Por Ademir Demarchi
Uma poética da inadaptação
Com dois livros
publicados, Nelson Alexandre enfatizou uma estética que se pode dizer da
inadaptação (muito bem definidas nos títulos) com personagens vivendo à margem econômica
da sociedade mas com imaginação fantasiosa: suas mentes parecem ocupadas por
filmes de Hollywood a ponto de ditarem suas ações, porém, mal acontecendo, são
sempre falidas pela realidade no encontro com o que verdadeiramente são.
De
conto em conto, no livro Paridos e rejeitados, de poema em poema, no livro Poemas para quem não me quer (ambos pela editora Multifoco) esses personagens são o tempo todo atravessados
por referências fílmicas e literárias, querendo ser mais que os seres frágeis
que são.
Na leitura vamos tropeçando em fantasias de beberrões que gostariam de
ter vindo de Bukowski, de ambientes ou de personagens de David Lynch, como um
que se sente o Homem Elefante rejeitado e com baixa auto-estima, assim como fantasmas
de Henry Miller, de Céline ou de Rimbaud.
Sintetizam-se num ex-jogador de
futebol que, falido em sua tentativa de jogar, acaba torcedor de futebol vestindo
uma eterna camisa do time como se estivesse em campo em todo lugar que vai... Na
impossibilidade de transformar em pele a camisa, resta o plano de tatuar o
distintivo do time como se, com isso, se ganhasse distinção...

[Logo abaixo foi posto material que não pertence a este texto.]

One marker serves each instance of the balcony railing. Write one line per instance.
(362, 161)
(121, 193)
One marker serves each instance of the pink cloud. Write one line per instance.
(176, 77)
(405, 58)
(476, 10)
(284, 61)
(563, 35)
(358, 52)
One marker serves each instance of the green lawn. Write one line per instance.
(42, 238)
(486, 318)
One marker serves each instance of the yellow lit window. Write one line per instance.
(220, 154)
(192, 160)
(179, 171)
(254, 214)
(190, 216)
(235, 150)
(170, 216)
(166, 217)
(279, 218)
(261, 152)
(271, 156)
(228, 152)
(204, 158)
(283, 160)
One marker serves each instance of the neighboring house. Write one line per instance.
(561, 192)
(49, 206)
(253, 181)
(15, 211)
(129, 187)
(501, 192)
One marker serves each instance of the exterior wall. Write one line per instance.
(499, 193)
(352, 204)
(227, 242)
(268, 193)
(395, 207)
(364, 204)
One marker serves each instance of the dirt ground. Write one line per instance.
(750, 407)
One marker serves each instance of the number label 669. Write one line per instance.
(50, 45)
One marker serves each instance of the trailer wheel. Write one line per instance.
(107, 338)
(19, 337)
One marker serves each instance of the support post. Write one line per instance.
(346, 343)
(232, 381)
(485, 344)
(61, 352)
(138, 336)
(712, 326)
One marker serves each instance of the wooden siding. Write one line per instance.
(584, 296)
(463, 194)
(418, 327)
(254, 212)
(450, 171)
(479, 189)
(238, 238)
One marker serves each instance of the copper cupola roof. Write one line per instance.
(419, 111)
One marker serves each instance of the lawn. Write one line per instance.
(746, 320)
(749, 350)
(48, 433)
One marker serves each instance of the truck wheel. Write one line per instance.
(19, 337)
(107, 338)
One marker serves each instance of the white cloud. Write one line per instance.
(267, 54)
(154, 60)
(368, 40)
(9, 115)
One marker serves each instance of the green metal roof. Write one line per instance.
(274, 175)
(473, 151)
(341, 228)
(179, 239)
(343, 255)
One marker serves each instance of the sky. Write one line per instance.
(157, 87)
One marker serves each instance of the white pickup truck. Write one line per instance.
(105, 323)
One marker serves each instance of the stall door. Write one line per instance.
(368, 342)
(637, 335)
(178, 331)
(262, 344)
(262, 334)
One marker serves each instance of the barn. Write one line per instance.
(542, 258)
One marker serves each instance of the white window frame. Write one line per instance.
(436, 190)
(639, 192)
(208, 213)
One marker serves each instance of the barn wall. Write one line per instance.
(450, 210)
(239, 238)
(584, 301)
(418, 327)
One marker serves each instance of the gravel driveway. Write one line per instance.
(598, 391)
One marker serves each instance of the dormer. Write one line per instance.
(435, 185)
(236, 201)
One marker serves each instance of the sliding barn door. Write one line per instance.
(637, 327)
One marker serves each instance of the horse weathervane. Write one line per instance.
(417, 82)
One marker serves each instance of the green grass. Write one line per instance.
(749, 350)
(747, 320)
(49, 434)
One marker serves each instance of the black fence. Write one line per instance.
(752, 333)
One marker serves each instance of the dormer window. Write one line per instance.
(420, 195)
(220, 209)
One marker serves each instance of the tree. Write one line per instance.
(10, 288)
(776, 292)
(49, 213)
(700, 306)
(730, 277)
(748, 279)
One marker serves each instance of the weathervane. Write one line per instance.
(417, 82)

A formação sentimental desses personagens é
edulcorada por filmes como Love Story mas danada por um quartinho de fundos
que expurga todo o romantismo que possa existir, onde se é casado com uma
boneca inflável.
“Paralítico com pernas de jogador de futebol”, o personagem
que se multiplica no livro de contos em sucessivas metamorfoses vai, num átimo,
de Dom Quixote para o taxista vivido por De Niro em Taxi Driver, podendo se
transformar num “Homem que Murchava”, inapetente por irreconciliado com seu
sentimento, ou seja, um idiota quase total, conforme citação de Kerouac.
Tudo se passa “em algum lugar do norte do Paraná”,
numa improvável cidade chamada “Space City”, de codinome Maringá, “cidade em
que as árvores respiram o monóxido de carbono dos milhares de carros que
trafegam por suas ruas e avenidas estreitas como veias entupidas com vaselina
ou gordura de torresmo de porco”.
Essa cidade que se vende verde e bela vai se
desfigurando nessas ficções como naquele filme de David Lynch, Veludo Azul, em
que a câmera vai chegando na cidade, numa bela casa e seu jardim, fechando foco
na grama artificial de plástico em meio à qual aparece um dedo amputado.
Nessa
Space City, portanto, que também poderia ser a de Twin Peaks, como num estúdio
de Los Angeles, Nelson Alexandre esbarra o tempo todo em zumbis e cadáveres.
Nela
se convive com gente querendo ser a cantora Madona, mais para balzaquiana num
quadro de Bosch, com sujeitos insanos como
“Bigatão” que cresceu comendo goiabas com larvas, ou malucos querendo colocar
em prática o filme O massacre da serra elétrica, cujo narrador, ironizando
essa vida à fantasia, finalmente o executa em seu chefe para se sentir livre e para
alertar que a serra não era elétrica, mas à gasolina...
Space City tem uma
conexão espelhada em Sinop, outro cancro criado na vegetação do Mato Grosso,
como também nas zonas de prostíbulos, como o “Mar de Netuno”, uma área à margem
da fantasmagórica Rodovia do Café, entre Sarandi e Marialva, no norte do Paraná, com escravas à
disposição.
Não à toa Hunther Thompson é personagem de um dos contos: criador
do “estilo gonzo”, que tentou por mais uma vez acabar com a distinção entre
autor e personagem, ou seja, entre ficção e não-ficção.
É a aposta de Nelson
Alexandre, que já demonstrou capacidade e imaginação em recriar a cidade.
Bastaria agora, com o exercício feito, depurar o excesso de citações e tantas
referências e criar os romances e tramas que a cidade está pedindo.